Reverse Transfer Learning: Can Word Embeddings Trained for Different NLP Tasks Improve Neural Language Models?

Lyan Verwimp,Jerome R. Bellegarda
DOI: https://doi.org/10.48550/arXiv.1909.04130
2019-09-10
Abstract:Natural language processing (NLP) tasks tend to suffer from a paucity of suitably annotated training data, hence the recent success of transfer learning across a wide variety of them. The typical recipe involves: (i) training a deep, possibly bidirectional, neural network with an objective related to language modeling, for which training data is plentiful; and (ii) using the trained network to derive contextual representations that are far richer than standard linear word embeddings such as word2vec, and thus result in important gains. In this work, we wonder whether the opposite perspective is also true: can contextual representations trained for different NLP tasks improve language modeling itself? Since language models (LMs) are predominantly locally optimized, other NLP tasks may help them make better predictions based on the entire semantic fabric of a document. We test the performance of several types of pre-trained embeddings in neural LMs, and we investigate whether it is possible to make the LM more aware of global semantic information through embeddings pre-trained with a domain classification model. Initial experiments suggest that as long as the proper objective criterion is used during training, pre-trained embeddings are likely to be beneficial for neural language modeling.
Computation and Language
What problem does this paper attempt to address?
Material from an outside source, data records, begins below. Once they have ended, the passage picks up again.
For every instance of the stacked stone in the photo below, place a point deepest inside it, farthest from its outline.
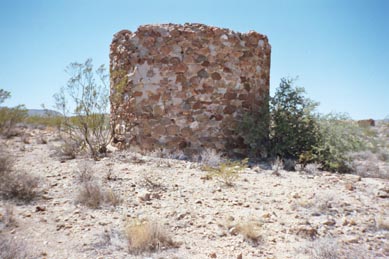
(186, 86)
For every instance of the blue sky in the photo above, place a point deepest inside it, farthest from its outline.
(339, 49)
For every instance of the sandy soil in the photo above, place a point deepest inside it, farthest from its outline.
(345, 213)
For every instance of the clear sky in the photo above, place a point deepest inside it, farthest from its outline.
(339, 49)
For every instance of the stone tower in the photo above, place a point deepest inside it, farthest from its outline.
(186, 86)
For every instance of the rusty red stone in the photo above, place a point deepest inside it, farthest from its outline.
(187, 85)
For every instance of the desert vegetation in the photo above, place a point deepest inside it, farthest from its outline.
(314, 186)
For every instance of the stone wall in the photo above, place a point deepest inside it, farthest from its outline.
(186, 86)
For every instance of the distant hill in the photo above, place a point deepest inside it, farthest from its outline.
(42, 112)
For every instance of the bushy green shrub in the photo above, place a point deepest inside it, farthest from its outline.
(339, 136)
(9, 117)
(296, 132)
(293, 126)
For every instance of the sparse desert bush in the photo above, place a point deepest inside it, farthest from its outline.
(367, 164)
(339, 136)
(9, 117)
(311, 168)
(227, 172)
(12, 249)
(90, 192)
(13, 184)
(53, 121)
(68, 149)
(88, 122)
(84, 172)
(251, 231)
(147, 236)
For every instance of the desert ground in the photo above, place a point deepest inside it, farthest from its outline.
(265, 213)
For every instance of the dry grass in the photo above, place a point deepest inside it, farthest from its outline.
(112, 198)
(368, 164)
(277, 165)
(68, 149)
(311, 168)
(91, 194)
(8, 219)
(12, 249)
(41, 140)
(84, 173)
(147, 236)
(324, 248)
(382, 222)
(250, 229)
(19, 185)
(210, 157)
(330, 248)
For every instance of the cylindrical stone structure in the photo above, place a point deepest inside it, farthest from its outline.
(186, 87)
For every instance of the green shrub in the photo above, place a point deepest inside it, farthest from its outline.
(339, 136)
(88, 122)
(9, 117)
(293, 126)
(297, 133)
(48, 121)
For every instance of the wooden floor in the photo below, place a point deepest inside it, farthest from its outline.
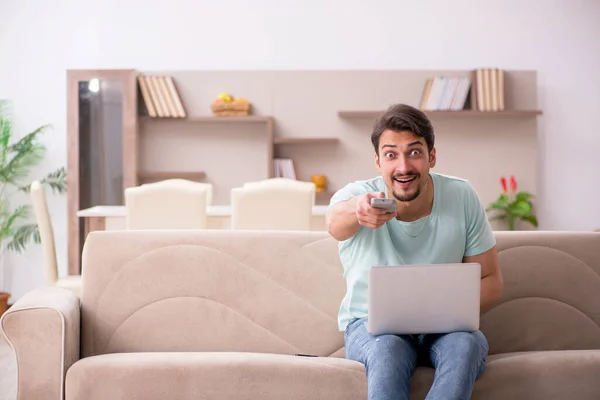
(8, 376)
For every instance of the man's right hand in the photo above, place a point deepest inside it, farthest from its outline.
(369, 216)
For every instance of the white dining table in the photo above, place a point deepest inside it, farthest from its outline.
(218, 217)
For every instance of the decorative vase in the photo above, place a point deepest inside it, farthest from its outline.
(320, 182)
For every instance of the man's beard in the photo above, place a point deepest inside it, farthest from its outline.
(408, 196)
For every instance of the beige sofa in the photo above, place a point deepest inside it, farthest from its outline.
(221, 315)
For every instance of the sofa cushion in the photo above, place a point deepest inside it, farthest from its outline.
(195, 375)
(571, 374)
The problem that this paper attempts to solve is: Can the contextual representations trained for different natural language processing (NLP) tasks be used to improve the language model (LM) itself? Specifically, the author explores transferring the knowledge of other NLP tasks into the language model through pre - trained embeddings to enhance its ability to perceive global semantic information, thereby improving the performance of the language model. Since language models are usually mainly optimized for local prediction, introducing other NLP tasks may help the model make better predictions based on the overall semantic structure of the document. The paper mentions that although language models can learn rich local context information when trained on a large amount of data, they may overlook global semantic information. For example, when predicting specific content words, if only relying on the local context, it may be impossible to accurately predict certain words (such as "hurricane"), because the appearance of these words requires considering the overall background of the text. Therefore, the author proposes a method of "reverse transfer learning", that is, transferring knowledge from other NLP tasks to the language model to make up for the deficiency of the language model in this regard. To verify this hypothesis, the author experimented with several types of pre - trained embeddings, including embeddings trained based on local context (such as word2vec) and embeddings aimed at capturing global semantic information (such as embeddings trained through domain classification models). The experimental results show that when the pre - trained task is closely related to the target task, the pre - trained embeddings can more effectively improve the performance of the language model. In particular, embeddings trained with a bidirectional language model can also significantly reduce perplexity on smaller data sets, indicating that even with a limited amount of data, appropriate pre - training can effectively improve the performance of the language model.